YAZINSALLIKLARI VASATIN ÜZERİNE ÇIKAMIYOR

N. Cemal imzası ile “h2o Yayınları” arasında çıkan “Köz” adlı roman da, aynı tarihlerde yayımlanan  “Büyük Yürüyüş” gibi 90-91 madenci grevi ile 3 Mart 92 Kozlu grizu katliamını ele alıyor. Yazınsal ürünlerin, belgesel roman formunda yazılmış da olsa, gerçeklikle birebir örtüşmesi beklenemez elbette. 90-91 grevinde havza komitelerinin içinde yer almış biri olarak not düşmek isterim ki hem Köse, hem de Cemal süreçle ilgili pek çok şeyi maalesef yanlış biliyor. Adları ve mekânları değiştirip öyküyü bir başka boyuta taşımış olsalardı sorun olur muydu bilemem ama gerçek isimleri kullandıkları, zamanı ve mekanı birebir kitaba taşıdıkları için bu durum fena halde sırıtıyor ne yazık ki. “Köz” Türkçenin kullanımı, imlası, anlatım zenginliği, kurgusu ve yazınsal boyutu yönünden de vasatın üzerine çıkamıyor… Vazgeçtim okuma hazzını körükleyecek imgesel zenginlikten, betimlemelerin bile neredeyse hiç yapılmadığı roman sergilediği jargonla da sol içi bir muhabbet ürünü olmaktan ileri gidemiyor… Okuyup bitirdikten sonra, kuru bir anlatım yerine, örneğin eylül faşizminin insanlık dışı sahnelerini anlattığı çarpıcı bölümlerde, “İşkenceden geçirilenlerdeki büyük travmayı daha derin psikolojik çözümlemelerle anlatsaydı keşke” demeden edemedim kendimce…

Tam da bu arada Doğu Karaoğuz incelik gösterip, “Karaelmas’ın İlk Madencileri” adlı son kitabını kargo ile gönderdi bana. “Arkeloji ve Sanat Yayınları” arasında çıkan kitap kentin bir zamanlar en varsıl ailesinin büyük dedeleri Ahmet Ali ile Edhem’in Karadağ’dan beş kuruşsuz olarak gelip Karun kadar zengin olduktan sonra ağır ağır sahneden çekilen bir ailenin öyküsünü anlatıyor… Bir edebiyat şaheseri sayılmasa da, şu sızılı kentin hep konuşulan, ancak hiç bilinmeyen bir tarihine ışık tutmakla kalmıyor, hayata dair meseller de veriyor. Ne kadarı tezvirat bilemem ama zenginliği, “Sigarasını banknotla yakardı” cümlesiyle anlatılan kömür kralı Süleyman Sırrı ile kent içindeki koca binası hâlâ ismiyle anılan kardeşi Ali Barlı’nın hayatından ilgi çekici sahneler bence kent tarihi açsından da önem taşıyor…
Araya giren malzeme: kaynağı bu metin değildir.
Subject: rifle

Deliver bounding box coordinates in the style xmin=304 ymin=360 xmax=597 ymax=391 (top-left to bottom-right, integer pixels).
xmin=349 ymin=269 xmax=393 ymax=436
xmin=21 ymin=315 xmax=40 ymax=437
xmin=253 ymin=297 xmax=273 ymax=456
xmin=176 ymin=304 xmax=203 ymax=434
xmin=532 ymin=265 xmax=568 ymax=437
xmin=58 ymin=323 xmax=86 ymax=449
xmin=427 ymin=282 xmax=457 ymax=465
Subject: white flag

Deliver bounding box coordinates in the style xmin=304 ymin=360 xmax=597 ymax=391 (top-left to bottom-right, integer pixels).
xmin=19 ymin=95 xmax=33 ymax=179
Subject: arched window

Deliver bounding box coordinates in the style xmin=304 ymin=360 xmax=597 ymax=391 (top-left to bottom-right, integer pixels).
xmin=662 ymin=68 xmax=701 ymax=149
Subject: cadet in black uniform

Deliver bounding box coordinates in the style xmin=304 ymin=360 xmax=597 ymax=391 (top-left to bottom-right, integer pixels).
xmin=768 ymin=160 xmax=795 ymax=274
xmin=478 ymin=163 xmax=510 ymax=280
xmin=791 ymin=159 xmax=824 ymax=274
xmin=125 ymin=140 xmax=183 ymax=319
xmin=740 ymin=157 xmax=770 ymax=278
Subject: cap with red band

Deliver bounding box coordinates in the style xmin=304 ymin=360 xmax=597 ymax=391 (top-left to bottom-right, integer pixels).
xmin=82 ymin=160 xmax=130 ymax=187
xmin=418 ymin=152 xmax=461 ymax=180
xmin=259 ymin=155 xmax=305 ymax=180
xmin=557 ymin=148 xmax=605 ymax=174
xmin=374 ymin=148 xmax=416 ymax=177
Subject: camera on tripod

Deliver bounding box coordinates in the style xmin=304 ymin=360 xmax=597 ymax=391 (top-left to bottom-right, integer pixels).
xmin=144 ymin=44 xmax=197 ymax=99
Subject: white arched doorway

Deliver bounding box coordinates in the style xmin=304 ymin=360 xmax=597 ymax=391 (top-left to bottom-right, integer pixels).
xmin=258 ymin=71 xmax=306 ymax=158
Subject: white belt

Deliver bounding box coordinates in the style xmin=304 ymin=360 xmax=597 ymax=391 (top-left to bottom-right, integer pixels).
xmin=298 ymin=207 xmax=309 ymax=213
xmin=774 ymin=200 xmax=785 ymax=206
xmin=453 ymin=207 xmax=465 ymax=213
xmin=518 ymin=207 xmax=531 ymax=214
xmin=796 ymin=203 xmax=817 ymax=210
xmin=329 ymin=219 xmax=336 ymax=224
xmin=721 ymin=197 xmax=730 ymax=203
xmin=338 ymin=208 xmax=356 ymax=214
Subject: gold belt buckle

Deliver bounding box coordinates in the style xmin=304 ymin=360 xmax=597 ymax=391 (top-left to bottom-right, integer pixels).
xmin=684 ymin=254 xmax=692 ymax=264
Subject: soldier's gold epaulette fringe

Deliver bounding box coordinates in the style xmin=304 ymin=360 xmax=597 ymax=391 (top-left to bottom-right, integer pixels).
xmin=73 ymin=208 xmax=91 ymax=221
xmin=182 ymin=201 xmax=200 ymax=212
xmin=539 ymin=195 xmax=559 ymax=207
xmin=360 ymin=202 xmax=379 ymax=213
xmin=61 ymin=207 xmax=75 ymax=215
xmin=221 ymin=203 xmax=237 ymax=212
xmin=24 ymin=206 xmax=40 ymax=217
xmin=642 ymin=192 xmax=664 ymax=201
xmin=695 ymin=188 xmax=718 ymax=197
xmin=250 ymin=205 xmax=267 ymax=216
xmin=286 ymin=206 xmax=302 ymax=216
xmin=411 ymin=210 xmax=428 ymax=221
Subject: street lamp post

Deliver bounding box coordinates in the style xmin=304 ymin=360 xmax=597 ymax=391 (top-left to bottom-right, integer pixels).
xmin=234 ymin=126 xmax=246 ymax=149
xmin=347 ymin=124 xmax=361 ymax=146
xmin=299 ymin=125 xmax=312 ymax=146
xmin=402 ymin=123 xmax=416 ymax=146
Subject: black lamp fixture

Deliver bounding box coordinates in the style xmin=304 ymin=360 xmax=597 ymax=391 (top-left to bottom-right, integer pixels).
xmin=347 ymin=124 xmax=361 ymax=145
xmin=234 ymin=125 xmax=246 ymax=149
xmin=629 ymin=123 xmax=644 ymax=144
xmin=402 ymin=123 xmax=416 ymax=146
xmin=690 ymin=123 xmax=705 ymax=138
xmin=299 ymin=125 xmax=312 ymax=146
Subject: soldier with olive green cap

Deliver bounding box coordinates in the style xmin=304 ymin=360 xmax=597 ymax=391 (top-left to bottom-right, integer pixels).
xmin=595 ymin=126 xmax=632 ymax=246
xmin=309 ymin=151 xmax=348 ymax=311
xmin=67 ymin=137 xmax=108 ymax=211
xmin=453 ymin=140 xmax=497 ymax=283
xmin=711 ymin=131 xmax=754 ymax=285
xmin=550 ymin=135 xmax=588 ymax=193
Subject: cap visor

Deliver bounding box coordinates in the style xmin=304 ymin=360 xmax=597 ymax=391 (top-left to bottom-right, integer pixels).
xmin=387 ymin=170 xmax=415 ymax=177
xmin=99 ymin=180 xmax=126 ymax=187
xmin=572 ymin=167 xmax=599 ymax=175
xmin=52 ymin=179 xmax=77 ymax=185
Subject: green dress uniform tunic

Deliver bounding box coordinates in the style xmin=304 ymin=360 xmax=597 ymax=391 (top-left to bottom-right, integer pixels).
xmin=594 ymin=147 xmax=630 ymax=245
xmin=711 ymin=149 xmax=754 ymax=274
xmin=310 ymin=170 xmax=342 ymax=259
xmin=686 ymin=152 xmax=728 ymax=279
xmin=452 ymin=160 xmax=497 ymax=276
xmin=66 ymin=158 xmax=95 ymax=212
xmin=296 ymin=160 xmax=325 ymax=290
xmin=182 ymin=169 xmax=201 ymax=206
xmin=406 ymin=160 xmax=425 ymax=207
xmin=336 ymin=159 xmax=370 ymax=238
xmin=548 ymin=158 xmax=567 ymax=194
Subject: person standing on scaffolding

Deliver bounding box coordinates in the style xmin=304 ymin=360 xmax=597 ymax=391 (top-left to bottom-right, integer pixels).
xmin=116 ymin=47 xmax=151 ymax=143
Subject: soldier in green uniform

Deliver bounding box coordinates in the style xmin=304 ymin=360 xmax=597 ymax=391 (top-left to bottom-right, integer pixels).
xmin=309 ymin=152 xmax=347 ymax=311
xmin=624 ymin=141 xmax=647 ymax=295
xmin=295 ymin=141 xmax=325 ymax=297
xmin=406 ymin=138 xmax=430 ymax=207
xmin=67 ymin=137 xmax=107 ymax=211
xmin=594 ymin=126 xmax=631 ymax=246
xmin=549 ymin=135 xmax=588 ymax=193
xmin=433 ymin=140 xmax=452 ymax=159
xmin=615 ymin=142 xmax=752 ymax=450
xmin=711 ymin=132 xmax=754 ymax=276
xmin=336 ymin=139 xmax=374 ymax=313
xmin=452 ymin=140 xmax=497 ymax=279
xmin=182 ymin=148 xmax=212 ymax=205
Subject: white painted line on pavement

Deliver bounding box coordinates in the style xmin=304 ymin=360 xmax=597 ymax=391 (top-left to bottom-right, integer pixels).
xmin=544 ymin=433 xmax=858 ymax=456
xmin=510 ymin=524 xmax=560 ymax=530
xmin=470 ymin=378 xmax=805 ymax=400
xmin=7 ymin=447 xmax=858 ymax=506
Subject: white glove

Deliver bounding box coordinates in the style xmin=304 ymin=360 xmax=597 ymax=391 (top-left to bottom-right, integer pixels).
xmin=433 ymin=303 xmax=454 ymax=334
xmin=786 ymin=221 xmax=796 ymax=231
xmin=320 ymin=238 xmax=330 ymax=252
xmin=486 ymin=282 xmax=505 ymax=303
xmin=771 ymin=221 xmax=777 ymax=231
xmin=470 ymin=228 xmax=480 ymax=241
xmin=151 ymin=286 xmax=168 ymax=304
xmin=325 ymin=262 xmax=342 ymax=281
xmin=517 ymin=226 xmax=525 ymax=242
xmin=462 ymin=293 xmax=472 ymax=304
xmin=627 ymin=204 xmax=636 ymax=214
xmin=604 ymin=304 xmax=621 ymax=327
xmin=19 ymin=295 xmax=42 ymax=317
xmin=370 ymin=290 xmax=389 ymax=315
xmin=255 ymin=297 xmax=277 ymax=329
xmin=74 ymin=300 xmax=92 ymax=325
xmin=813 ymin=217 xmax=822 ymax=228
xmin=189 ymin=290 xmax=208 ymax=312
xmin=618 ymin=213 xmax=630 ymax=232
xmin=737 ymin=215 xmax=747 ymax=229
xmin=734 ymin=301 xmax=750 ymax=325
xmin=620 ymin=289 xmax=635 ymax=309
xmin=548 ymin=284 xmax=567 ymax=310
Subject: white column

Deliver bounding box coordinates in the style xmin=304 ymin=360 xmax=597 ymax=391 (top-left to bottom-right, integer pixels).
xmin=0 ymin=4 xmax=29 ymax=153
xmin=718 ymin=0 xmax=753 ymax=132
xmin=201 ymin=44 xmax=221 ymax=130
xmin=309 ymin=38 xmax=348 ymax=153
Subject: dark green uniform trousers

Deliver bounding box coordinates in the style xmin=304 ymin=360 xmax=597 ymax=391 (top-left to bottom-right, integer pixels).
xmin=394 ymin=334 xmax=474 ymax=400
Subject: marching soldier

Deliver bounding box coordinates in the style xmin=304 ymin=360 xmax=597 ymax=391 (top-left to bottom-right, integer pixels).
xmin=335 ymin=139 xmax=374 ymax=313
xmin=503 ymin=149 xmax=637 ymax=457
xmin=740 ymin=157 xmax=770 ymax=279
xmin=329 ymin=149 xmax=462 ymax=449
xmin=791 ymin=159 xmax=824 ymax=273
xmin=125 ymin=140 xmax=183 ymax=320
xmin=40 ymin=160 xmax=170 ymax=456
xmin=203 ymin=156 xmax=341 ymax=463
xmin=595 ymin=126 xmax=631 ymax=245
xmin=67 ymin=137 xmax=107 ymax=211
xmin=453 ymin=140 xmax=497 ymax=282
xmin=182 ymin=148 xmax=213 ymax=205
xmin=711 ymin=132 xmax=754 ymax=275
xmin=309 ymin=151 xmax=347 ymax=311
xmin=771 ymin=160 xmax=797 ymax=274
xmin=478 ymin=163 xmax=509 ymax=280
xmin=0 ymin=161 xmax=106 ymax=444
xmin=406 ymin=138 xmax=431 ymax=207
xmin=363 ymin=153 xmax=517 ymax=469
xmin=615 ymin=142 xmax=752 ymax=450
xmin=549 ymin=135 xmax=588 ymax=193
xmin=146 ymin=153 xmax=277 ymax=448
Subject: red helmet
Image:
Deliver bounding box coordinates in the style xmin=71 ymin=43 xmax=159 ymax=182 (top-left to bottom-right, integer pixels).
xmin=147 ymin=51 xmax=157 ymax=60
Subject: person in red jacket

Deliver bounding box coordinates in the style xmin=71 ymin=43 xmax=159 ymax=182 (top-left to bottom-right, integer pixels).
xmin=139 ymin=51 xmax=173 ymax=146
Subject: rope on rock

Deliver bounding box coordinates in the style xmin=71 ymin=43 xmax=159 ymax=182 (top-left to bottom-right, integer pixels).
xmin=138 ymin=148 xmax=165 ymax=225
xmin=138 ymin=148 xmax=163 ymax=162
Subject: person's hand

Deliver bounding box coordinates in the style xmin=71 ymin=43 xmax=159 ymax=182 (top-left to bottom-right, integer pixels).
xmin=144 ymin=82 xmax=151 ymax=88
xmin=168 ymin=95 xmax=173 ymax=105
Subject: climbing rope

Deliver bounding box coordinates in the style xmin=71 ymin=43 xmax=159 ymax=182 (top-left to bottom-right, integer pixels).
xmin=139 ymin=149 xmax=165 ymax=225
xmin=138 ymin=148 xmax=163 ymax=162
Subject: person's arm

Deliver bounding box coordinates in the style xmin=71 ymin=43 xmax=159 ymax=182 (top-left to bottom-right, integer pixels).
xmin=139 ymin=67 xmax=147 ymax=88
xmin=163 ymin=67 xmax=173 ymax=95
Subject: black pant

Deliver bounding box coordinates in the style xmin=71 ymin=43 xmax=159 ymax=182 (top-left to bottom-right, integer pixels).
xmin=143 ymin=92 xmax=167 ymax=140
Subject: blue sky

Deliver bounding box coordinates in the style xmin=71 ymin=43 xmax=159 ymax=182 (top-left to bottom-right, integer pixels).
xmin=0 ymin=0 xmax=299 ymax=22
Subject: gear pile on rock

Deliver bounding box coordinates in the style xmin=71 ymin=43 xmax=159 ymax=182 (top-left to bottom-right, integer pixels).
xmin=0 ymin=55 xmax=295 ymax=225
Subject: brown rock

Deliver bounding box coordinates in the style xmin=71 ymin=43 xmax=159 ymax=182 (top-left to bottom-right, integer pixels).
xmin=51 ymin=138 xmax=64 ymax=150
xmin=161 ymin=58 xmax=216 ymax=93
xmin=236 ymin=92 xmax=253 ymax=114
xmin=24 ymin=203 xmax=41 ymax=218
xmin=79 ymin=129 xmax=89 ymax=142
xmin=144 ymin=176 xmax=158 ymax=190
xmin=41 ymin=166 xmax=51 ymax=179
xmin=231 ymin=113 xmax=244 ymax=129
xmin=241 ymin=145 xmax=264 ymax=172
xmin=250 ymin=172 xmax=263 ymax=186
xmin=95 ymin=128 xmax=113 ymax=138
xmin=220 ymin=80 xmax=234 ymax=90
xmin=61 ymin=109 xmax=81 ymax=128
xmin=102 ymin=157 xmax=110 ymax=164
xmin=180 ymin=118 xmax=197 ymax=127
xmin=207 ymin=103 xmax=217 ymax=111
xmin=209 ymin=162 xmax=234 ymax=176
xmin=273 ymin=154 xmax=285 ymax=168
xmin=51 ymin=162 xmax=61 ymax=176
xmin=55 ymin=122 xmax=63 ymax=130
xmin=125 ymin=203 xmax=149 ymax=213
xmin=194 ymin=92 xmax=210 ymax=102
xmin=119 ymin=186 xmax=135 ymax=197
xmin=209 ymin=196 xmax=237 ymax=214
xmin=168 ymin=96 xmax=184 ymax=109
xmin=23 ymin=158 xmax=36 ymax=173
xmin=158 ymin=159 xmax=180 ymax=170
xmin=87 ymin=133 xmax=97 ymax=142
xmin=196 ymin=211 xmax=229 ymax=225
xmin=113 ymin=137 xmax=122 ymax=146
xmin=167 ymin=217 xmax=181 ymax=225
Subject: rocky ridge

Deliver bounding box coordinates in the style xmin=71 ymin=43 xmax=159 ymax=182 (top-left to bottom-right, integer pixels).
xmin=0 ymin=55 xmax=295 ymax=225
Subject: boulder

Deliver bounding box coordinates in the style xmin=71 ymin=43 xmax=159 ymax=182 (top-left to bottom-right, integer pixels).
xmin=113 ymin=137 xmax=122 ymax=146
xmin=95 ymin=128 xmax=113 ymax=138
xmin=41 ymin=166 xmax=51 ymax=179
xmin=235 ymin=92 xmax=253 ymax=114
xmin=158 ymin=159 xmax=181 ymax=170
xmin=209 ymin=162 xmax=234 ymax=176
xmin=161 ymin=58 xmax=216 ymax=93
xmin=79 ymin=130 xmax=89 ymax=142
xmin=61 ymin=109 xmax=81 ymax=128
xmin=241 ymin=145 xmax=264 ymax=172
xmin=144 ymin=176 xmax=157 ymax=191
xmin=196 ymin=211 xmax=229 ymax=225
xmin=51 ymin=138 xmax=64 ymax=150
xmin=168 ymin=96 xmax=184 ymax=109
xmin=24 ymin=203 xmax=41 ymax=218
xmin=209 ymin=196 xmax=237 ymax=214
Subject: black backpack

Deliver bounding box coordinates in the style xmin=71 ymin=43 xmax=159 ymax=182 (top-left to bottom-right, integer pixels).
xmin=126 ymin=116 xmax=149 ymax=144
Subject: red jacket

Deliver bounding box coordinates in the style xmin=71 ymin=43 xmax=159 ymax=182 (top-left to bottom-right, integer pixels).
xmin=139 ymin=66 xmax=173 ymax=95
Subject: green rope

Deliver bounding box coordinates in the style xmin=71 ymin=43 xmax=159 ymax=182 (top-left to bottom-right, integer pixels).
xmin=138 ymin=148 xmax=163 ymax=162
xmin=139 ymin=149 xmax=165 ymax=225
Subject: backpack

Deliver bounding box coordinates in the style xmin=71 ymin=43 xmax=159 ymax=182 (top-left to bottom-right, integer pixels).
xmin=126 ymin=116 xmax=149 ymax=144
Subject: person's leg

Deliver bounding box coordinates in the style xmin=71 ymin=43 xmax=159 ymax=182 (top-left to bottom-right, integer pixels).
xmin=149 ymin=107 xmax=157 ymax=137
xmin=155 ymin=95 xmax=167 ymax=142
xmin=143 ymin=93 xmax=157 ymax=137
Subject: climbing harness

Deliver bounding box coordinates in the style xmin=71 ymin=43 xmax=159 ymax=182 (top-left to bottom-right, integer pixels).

 ZONGULDAKLI KÖMÜR KRALININ HİKAYESİ

Kentin en ihtişamlı ailesinin Zonguldak macerası önce Ahmet Ali’nin, sonra da Edhem’in 1850’li yıllarda, bir İngiliz kömür şirketinde amele olarak çalışmaya gelmesiyle başlıyor. Karadağlı bu iki amele kentin en zengin insanları oluyor zamanla. Ahmet Ali Ağa’nın oğlu Süleyman Sırrı baba mirasıyla dillere destan bir yaşam sürerken İstanbul sosyetesinde “Zonguldaklı kömür kralı” olarak nam yapıyor, sefih hayatı piyeslere konu oluyor. Madenlerin kamulaştırılmasıyla birlikte bu hayat yavaş yavaş son buluyor. Bilmiyordum kitaptan öğrendim, ihtişamlı konağı hâlâ Amasra’nın en güzel yapısı olarak dimdik ayakta olan Edhem Ağa’nın mezarı bile kayıpmış şimdi. Güzel annemin, “Ne oldum demeyeceksin oğlum, ne olacağım diyeceksin” sözünü bundan daha iyi anlatan bir mesel olamaz bence. Bir de Suphiye’nin mektupları var kitapta… Ailenin kızlarından biri olan ve son derece trajik şekilde hayata veda eden Suphiye’nin, istemediği ancak karşı da çıkamadığı evliliğe isyanını anlatan mektuplarda kullandığı dil, değme edebiyatçılara taş çıkarıyor…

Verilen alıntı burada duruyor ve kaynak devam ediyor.